Bulldozer moves to heterogeneous cores on the die: each chip includes two integer cores, each with its own instruction scheduler and L1 instruction and data caches, and (only) one floating point core.
Intel’s Core architecture uses a unified scheduler fielding all instructions, whether integer or floating point. AMD’s architecture uses independent integer and floating point schedulers. While Bulldozer doubles up on the integer schedulers, there’s only a single floating point scheduler in the design.
Behind the FP scheduler are two 128-bit wide FMACs. AMD says that each thread dispatched to the core can take one of the 128-bit FMACs or, if one thread is purely integer, the other can use all of the FP execution resources to itself.
AMD believes that 80%+ of all normal server workloads are purely integer operations.
We’ll have to wait and see what all is encoded in that statement before we know how important the chip will be for HPC in general. Is HPC a “normal server workload?” We typically think of traditional scientific and engineering calculations as unbalanced in favor of floating point, but this may not always be the case depending upon how much indexing and data structure traversal you do in your application.
What is going to be helpful to know is how AMD is counting cores
Henceforth AMD is referring to the number of integer cores on a processor when it counts cores. So a quad-core Zambezi is made up of four integer cores, or two Bulldozer modules. An eight-core would be four Bulldozer modules.

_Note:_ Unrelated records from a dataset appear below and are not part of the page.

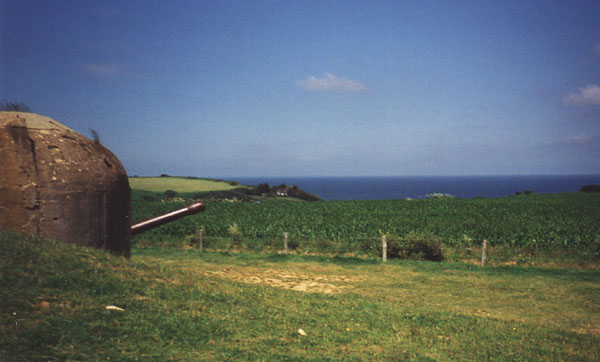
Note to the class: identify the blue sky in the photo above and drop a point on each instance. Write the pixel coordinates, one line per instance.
(323, 88)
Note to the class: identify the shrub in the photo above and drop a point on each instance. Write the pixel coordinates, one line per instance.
(417, 247)
(14, 107)
(170, 194)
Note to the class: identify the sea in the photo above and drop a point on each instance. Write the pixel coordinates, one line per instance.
(415, 187)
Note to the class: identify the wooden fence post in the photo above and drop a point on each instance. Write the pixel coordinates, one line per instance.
(483, 252)
(383, 248)
(201, 240)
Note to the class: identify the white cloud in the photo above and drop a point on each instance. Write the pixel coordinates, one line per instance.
(101, 70)
(586, 95)
(331, 82)
(578, 140)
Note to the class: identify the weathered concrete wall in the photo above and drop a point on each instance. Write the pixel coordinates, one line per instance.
(57, 184)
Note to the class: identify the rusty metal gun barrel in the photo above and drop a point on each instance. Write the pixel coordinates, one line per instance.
(146, 225)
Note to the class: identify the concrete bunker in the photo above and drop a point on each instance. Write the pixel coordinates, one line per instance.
(57, 184)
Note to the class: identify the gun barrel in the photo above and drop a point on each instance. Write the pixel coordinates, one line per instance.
(146, 225)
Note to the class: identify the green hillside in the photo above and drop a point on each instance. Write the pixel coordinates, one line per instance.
(180, 184)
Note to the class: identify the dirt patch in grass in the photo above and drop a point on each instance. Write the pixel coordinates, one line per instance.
(329, 284)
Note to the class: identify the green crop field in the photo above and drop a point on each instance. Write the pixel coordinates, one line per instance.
(184, 305)
(566, 222)
(179, 184)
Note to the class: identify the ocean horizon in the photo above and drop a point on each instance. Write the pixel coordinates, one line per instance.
(402, 187)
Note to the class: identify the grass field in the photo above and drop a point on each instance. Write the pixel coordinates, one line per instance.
(186, 305)
(179, 184)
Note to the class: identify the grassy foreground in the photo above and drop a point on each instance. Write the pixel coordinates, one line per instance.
(185, 305)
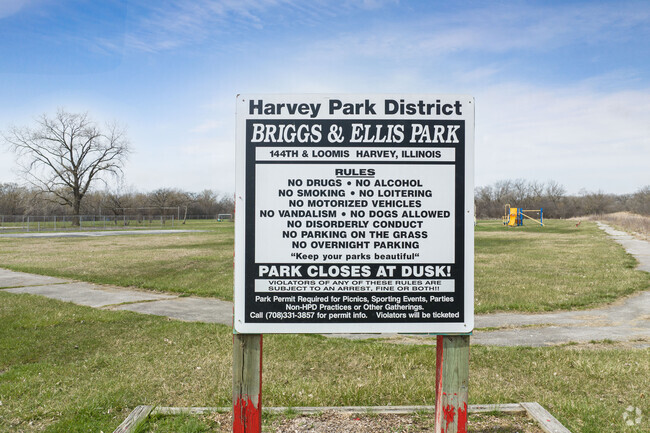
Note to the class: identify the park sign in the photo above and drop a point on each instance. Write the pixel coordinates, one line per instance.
(354, 214)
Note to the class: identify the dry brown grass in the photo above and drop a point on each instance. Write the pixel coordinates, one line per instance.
(637, 225)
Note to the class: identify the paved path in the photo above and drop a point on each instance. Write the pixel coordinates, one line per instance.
(625, 320)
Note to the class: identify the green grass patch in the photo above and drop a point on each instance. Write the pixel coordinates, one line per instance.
(555, 267)
(67, 368)
(527, 268)
(191, 263)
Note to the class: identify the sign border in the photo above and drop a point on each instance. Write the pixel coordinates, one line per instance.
(244, 188)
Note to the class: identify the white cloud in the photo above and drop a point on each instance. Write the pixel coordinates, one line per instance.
(578, 136)
(11, 7)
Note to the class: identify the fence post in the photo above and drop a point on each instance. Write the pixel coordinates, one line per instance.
(452, 380)
(247, 383)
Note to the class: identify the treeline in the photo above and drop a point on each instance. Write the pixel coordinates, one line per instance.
(551, 196)
(489, 200)
(19, 200)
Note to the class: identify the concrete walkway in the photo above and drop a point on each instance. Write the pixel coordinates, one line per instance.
(625, 320)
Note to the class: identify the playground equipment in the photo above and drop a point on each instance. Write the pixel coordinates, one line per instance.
(514, 216)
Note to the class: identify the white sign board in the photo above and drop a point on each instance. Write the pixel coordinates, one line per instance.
(354, 213)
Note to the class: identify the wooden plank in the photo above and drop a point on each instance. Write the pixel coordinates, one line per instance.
(546, 421)
(135, 418)
(474, 408)
(247, 383)
(452, 383)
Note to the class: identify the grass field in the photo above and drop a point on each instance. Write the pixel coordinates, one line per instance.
(67, 368)
(528, 268)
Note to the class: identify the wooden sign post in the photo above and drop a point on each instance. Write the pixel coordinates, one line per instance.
(247, 383)
(355, 214)
(452, 383)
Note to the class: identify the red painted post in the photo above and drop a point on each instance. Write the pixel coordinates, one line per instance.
(452, 380)
(247, 383)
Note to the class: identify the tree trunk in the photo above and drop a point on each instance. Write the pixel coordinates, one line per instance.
(76, 209)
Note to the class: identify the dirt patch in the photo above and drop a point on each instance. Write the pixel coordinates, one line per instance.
(331, 422)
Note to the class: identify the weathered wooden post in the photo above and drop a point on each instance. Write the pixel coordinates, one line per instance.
(452, 383)
(247, 383)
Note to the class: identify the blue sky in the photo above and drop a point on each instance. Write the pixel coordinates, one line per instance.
(562, 88)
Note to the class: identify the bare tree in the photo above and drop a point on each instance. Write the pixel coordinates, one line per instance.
(65, 154)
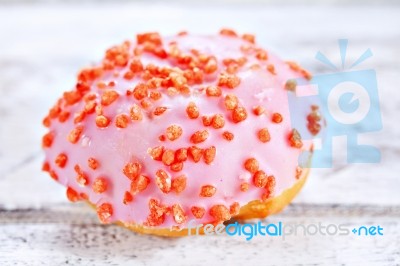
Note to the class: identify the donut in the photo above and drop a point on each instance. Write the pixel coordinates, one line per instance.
(170, 130)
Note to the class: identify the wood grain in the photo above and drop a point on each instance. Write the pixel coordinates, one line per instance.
(44, 45)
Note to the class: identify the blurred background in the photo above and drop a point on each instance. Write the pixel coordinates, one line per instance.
(44, 44)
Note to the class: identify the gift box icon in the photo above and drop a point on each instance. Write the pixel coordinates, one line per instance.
(349, 104)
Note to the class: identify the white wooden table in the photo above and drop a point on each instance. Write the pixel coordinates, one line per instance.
(43, 46)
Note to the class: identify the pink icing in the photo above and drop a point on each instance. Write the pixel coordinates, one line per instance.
(114, 147)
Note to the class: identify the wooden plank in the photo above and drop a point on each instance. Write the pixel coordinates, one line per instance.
(69, 235)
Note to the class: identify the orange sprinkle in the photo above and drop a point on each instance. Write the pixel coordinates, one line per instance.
(101, 85)
(157, 213)
(93, 163)
(102, 121)
(176, 167)
(53, 175)
(78, 117)
(163, 181)
(228, 135)
(108, 97)
(263, 135)
(251, 165)
(228, 32)
(244, 187)
(262, 55)
(228, 80)
(61, 160)
(82, 179)
(122, 120)
(72, 195)
(178, 184)
(207, 120)
(249, 37)
(199, 136)
(90, 107)
(140, 91)
(192, 110)
(178, 214)
(213, 91)
(146, 103)
(132, 170)
(234, 208)
(84, 196)
(198, 212)
(195, 153)
(159, 110)
(295, 139)
(139, 184)
(181, 155)
(47, 140)
(136, 65)
(258, 110)
(72, 97)
(136, 113)
(104, 212)
(168, 157)
(99, 185)
(127, 197)
(239, 114)
(173, 132)
(64, 115)
(46, 167)
(277, 118)
(155, 95)
(220, 213)
(271, 69)
(98, 109)
(260, 179)
(75, 134)
(156, 153)
(209, 154)
(207, 191)
(218, 121)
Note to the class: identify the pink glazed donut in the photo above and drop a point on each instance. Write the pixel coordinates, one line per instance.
(168, 130)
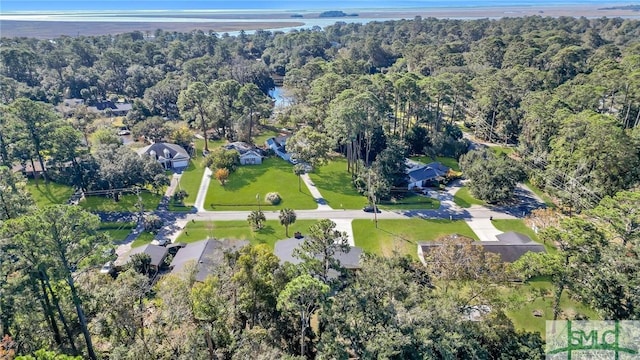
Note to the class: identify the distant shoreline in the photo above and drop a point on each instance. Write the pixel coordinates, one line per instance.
(73, 23)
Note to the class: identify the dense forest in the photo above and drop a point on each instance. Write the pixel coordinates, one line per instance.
(564, 93)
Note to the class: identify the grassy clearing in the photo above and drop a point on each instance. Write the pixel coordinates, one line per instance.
(190, 180)
(117, 231)
(446, 161)
(260, 139)
(127, 202)
(537, 295)
(46, 194)
(541, 194)
(334, 183)
(144, 238)
(240, 230)
(403, 236)
(273, 175)
(501, 150)
(464, 199)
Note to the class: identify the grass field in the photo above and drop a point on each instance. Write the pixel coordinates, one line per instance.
(403, 236)
(240, 230)
(537, 295)
(190, 180)
(117, 231)
(448, 162)
(464, 199)
(247, 182)
(263, 135)
(128, 202)
(499, 150)
(541, 194)
(45, 194)
(334, 183)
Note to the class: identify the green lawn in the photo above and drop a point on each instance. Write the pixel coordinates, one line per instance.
(334, 183)
(45, 194)
(446, 161)
(212, 145)
(144, 238)
(240, 230)
(411, 201)
(127, 202)
(264, 134)
(117, 231)
(403, 236)
(541, 194)
(537, 295)
(463, 198)
(190, 180)
(273, 175)
(498, 150)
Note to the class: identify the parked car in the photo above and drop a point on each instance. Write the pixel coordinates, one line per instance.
(370, 208)
(160, 242)
(107, 268)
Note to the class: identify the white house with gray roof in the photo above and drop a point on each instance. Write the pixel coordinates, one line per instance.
(171, 156)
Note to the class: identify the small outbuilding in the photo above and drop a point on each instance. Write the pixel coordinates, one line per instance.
(249, 154)
(205, 255)
(426, 175)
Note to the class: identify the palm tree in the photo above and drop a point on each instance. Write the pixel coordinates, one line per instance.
(255, 219)
(287, 217)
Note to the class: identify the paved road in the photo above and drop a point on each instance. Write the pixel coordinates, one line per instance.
(478, 217)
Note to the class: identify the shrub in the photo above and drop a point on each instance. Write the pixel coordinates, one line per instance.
(222, 175)
(179, 196)
(273, 198)
(152, 223)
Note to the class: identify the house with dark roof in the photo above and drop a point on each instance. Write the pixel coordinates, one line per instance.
(284, 250)
(249, 154)
(171, 156)
(68, 106)
(511, 246)
(425, 175)
(156, 253)
(116, 108)
(205, 255)
(278, 145)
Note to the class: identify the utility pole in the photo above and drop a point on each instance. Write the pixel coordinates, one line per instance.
(372, 199)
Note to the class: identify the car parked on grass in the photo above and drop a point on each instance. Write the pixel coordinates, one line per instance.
(107, 268)
(370, 208)
(160, 242)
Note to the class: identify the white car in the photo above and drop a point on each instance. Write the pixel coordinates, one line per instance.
(107, 268)
(160, 242)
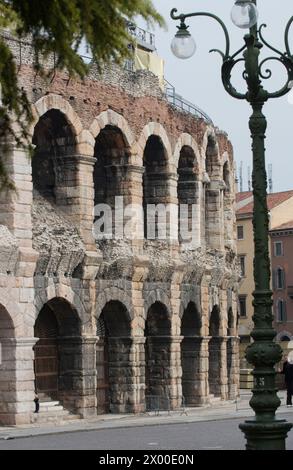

It’s a distinct shift from AMD’s (and Intel’s) current method of counting cores. A quad-core Phenom II X4 is literally four Phenom II cores on a single die, if you disabled three you would be left with a single core Phenom II. The same can’t be said about a quad-core Bulldozer. The smallest functional block there is a module, which is two cores according to AMD.
Its also a pain to keep track of — “are those Intel cores or AMD cores?”
Part of the motivation for this approach is AMD’s belief that the GPU (or, more generally, accelerators) are going to be the preferred approach for doing the non-integer work in an application
AMD did add that eventually, in a matter of 3 – 5 years, most floating point workloads would be moved off of the CPU and onto the GPU. At that point you could even argue against including any sort of FP logic on the “CPU” at all. It’s clear that AMD’s design direction with Bulldozer is to prepare for that future.
I’m not sure I buy that, at least not in a world of PCI-e connected accelerators. Today I think it’s more likely that the GPU will move onto the CPU, creating even more core heterogeneity on the die, not less. But as I’ve said many times in this space before, I don’t run a multi-billion dollar chip company.